Jovan Gerbscheid (Feb 21 2025 at 17:30):

Kyle Miller said:

I'm not following, the bullet point is about definitions, and now you're saying theorems. Are you just saying that it should be run on theorem statements too and that it is not currently being run on theorem statements?

Yes sorry, I meant to say theorem

Jovan Gerbscheid (Feb 21 2025 at 17:31):

In #22160 I apply this manually to some simp lemmas, which speeds up Mathlib.CategoryTheory.Adjunction.Lifting.Right by 55%

Kyle Miller (Feb 21 2025 at 17:34):

I think it makes sense to abstract the proofs in theorem statements from first principles. The performance measurements though are helpful for making it a priority.

Kyle Miller (Feb 21 2025 at 18:25):

@Jovan Gerbscheid I made a draft PR at lean4#7181. Would you be interested in doing the performance measurements to help justify the change?

Independently of this, I'm not sure why Lean.Meta.AbstractNestedProofs.visit doesn't visit the functions in function applications.

Jovan Gerbscheid (Feb 21 2025 at 18:35):

Haha, I made a draft PR (lean4#7180) with the exact same modifications at lean47181, but I'll close mine.

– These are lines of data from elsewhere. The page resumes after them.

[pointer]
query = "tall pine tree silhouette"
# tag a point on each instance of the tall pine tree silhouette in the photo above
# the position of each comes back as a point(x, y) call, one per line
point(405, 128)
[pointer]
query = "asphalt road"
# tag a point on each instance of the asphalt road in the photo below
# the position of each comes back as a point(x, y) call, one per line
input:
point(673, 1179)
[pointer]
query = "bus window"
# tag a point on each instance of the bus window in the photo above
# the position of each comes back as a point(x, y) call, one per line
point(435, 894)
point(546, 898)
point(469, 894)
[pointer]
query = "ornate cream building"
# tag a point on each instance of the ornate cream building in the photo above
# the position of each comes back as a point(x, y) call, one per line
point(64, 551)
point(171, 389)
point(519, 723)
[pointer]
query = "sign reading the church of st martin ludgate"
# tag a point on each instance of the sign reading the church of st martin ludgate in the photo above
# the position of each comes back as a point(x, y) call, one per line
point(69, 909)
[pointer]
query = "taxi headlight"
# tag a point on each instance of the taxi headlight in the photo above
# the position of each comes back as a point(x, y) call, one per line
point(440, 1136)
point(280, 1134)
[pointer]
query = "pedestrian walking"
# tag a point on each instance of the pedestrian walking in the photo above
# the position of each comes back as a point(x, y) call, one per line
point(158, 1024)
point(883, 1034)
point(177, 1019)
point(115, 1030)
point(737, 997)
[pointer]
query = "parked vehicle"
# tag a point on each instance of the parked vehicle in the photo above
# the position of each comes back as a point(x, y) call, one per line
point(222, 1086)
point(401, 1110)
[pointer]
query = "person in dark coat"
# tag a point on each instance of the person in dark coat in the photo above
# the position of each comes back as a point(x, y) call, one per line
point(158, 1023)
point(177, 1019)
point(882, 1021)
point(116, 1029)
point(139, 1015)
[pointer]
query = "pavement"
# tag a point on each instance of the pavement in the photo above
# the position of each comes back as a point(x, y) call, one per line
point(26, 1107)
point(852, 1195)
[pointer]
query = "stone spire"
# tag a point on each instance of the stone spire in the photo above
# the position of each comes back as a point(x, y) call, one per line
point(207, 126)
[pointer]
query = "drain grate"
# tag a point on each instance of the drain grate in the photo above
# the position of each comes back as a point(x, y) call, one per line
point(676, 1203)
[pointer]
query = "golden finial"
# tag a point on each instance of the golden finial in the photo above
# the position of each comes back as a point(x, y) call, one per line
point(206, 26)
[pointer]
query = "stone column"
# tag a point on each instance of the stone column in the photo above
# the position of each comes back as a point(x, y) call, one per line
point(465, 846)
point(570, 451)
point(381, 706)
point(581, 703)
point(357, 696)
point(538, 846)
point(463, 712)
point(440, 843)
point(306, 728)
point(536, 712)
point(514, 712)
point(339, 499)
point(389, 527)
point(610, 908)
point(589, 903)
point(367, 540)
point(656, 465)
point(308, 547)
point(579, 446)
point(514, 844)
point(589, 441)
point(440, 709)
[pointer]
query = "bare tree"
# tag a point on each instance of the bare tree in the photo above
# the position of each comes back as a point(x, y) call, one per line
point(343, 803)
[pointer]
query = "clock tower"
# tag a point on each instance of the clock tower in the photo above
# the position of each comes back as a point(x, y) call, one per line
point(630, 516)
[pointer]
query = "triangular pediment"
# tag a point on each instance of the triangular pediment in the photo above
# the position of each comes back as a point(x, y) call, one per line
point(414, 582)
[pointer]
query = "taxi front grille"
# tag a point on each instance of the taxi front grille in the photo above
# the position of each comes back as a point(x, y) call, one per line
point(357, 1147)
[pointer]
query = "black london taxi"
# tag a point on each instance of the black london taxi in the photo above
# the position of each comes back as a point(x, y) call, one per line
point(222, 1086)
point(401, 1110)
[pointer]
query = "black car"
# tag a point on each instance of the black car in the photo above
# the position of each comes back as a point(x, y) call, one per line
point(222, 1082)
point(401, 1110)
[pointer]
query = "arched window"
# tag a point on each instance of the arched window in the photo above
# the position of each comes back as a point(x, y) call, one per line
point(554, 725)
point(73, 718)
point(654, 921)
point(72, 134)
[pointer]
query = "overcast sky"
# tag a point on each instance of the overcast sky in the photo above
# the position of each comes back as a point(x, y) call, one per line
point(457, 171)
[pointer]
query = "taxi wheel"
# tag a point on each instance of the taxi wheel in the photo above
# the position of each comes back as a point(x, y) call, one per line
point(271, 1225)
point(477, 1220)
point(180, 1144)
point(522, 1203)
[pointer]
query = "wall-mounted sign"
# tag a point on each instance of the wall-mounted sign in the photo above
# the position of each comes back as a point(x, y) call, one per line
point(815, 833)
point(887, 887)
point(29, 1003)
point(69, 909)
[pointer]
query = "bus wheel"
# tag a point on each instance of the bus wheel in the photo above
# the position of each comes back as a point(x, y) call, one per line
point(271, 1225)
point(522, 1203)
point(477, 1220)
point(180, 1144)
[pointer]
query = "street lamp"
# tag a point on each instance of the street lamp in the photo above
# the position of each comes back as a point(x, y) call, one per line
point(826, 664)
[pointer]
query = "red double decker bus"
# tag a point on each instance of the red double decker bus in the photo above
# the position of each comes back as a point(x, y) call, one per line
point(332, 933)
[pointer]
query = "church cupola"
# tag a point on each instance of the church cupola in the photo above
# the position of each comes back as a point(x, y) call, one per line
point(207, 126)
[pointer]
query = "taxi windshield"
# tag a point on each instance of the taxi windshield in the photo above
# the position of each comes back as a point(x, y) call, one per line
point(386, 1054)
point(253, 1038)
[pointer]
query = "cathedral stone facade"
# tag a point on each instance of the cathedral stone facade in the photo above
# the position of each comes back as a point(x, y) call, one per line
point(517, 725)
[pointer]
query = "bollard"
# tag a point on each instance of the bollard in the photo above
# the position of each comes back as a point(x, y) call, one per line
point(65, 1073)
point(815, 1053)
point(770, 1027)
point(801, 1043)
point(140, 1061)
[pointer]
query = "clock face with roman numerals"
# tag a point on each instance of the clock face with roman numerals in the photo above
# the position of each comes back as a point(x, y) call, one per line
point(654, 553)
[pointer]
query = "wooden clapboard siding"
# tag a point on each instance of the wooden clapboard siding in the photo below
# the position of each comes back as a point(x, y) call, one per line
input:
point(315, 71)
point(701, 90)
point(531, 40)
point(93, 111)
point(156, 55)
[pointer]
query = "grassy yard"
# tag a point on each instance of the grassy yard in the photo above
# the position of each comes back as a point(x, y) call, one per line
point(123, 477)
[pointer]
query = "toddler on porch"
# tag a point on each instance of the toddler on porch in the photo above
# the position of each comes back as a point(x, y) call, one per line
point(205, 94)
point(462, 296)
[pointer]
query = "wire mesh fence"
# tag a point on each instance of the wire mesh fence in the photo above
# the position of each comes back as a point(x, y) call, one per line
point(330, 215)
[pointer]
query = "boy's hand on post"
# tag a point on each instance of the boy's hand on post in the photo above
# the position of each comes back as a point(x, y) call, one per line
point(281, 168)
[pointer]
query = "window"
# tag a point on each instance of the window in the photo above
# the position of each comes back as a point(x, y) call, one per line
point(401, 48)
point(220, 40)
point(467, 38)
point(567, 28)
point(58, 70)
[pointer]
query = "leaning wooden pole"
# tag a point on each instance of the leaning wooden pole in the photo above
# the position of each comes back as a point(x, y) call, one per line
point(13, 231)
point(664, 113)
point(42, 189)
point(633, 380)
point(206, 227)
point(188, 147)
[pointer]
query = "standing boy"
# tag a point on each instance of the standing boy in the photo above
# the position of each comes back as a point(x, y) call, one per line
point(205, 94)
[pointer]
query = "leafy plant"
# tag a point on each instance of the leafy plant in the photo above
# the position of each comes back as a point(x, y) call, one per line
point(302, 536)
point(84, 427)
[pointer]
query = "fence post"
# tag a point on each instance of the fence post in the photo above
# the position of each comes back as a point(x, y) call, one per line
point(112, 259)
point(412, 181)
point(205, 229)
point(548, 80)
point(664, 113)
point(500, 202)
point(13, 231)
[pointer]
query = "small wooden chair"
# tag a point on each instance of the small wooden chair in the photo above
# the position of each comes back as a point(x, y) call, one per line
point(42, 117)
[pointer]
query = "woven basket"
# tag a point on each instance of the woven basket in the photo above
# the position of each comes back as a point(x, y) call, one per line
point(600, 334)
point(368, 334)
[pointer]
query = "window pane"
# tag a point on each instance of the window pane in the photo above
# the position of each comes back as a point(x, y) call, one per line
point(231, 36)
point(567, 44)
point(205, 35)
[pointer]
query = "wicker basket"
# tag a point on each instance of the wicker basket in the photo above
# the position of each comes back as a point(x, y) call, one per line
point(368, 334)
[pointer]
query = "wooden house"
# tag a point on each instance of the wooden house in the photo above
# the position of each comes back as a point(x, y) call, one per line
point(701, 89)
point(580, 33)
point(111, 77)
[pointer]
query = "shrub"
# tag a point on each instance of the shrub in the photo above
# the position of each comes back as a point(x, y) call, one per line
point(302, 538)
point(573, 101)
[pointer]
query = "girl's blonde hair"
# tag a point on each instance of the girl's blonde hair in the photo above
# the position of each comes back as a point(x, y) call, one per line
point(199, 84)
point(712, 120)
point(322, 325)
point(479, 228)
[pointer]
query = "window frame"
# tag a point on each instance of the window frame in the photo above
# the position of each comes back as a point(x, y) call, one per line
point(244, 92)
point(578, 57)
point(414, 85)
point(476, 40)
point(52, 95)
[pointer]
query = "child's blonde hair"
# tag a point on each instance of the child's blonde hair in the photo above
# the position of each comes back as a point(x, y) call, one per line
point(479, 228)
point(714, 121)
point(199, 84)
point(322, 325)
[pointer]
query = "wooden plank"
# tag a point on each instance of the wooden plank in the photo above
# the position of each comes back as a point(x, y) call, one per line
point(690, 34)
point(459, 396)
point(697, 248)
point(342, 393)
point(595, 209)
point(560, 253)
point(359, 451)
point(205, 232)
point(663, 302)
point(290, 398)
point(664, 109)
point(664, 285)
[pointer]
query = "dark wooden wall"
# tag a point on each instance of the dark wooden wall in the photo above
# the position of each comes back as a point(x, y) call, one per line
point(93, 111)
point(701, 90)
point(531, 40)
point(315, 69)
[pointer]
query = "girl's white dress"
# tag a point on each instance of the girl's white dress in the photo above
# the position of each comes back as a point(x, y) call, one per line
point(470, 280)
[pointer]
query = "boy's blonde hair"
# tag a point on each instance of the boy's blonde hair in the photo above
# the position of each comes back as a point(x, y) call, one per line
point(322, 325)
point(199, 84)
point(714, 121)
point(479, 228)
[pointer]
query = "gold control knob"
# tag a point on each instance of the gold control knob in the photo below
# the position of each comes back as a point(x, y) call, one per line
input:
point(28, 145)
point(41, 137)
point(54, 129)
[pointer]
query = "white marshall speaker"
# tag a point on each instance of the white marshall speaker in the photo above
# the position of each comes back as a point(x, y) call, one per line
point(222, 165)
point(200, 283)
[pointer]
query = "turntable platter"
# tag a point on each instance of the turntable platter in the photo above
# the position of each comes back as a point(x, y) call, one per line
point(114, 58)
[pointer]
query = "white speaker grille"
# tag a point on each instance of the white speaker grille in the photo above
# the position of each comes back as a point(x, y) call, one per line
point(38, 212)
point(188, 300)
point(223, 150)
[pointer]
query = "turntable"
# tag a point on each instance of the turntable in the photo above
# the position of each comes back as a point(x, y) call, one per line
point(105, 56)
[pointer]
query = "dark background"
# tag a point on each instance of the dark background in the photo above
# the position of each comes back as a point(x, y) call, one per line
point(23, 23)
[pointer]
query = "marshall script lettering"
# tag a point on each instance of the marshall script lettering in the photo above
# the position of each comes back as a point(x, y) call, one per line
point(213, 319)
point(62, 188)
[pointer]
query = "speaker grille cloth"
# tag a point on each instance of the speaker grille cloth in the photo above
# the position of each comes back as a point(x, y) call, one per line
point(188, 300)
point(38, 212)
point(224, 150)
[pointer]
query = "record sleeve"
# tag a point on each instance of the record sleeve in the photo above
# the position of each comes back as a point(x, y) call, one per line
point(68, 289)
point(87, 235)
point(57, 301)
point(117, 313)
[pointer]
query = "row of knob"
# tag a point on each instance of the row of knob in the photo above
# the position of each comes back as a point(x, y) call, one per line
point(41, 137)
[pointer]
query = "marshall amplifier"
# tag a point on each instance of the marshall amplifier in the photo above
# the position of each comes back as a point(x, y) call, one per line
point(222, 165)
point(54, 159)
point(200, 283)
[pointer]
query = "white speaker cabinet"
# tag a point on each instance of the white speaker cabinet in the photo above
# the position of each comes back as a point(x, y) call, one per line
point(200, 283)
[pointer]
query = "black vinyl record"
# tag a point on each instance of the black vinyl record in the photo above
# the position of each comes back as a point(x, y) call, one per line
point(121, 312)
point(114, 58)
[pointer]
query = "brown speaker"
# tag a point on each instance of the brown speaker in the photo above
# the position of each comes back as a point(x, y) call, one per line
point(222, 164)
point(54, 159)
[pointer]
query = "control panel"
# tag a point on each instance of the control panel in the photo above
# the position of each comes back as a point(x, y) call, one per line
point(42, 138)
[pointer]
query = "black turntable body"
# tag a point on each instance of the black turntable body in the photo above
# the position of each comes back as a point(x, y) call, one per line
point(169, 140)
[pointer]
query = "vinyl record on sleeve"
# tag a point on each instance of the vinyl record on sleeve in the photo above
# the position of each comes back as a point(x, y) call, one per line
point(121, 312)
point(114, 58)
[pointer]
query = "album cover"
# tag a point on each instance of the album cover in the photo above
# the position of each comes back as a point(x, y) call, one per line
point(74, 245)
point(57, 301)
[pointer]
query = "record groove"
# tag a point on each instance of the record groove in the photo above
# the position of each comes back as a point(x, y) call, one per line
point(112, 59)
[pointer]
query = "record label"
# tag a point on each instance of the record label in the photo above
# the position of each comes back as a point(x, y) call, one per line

Jovan Gerbscheid (Feb 21 2025 at 18:38):

Kyle Miller said:

Independently of this, I'm not sure why Lean.Meta.AbstractNestedProofs.visit doesn't visit the functions in function applications.

I think that is because f a₁ .. aₙ is a proof if and only if f is a proof. But I guess if f is a projection, then it could have subterms that are proofs, while f isn't a proof.

Jovan Gerbscheid (Feb 21 2025 at 18:42):

Kyle Miller said:

Would you be interested in doing the performance measurements to help justify the change?

Yes I can bench it when the corresponding mathlib branch gets created

Jovan Gerbscheid (Feb 23 2025 at 07:38):

I tried to fix the Mathlib branch for the PR, but I ran into some problems with the function restrictScalars, and its Prop argument IsScalarTower. There were some rewrites that required rewriting inside the proof of IsScalarTower, but that wasn't possible because these proofs were now being abstracted.

I might try to turn IsScalarTower into a Type instead of a Prop.

Ruben Van de Velde (Feb 23 2025 at 08:33):

No, that sounds like a bad idea

Kevin Buzzard (Feb 23 2025 at 09:04):

It's used all over commutative algebra which is essentially all classical and the moment you deprop it there will be diamonds everywhere

Jovan Gerbscheid (Feb 23 2025 at 21:40):

Ok, I managed to get the mathlib branch working, by using the rw! tactic for dependent rewriting, in this case for casting the type of the proof.

However, benchmarking shows a global slowdown instead of a speedup. In particular we see that

process pre-definitions    +26.5%

Somehow this modification has managed to slow down kernel type checking.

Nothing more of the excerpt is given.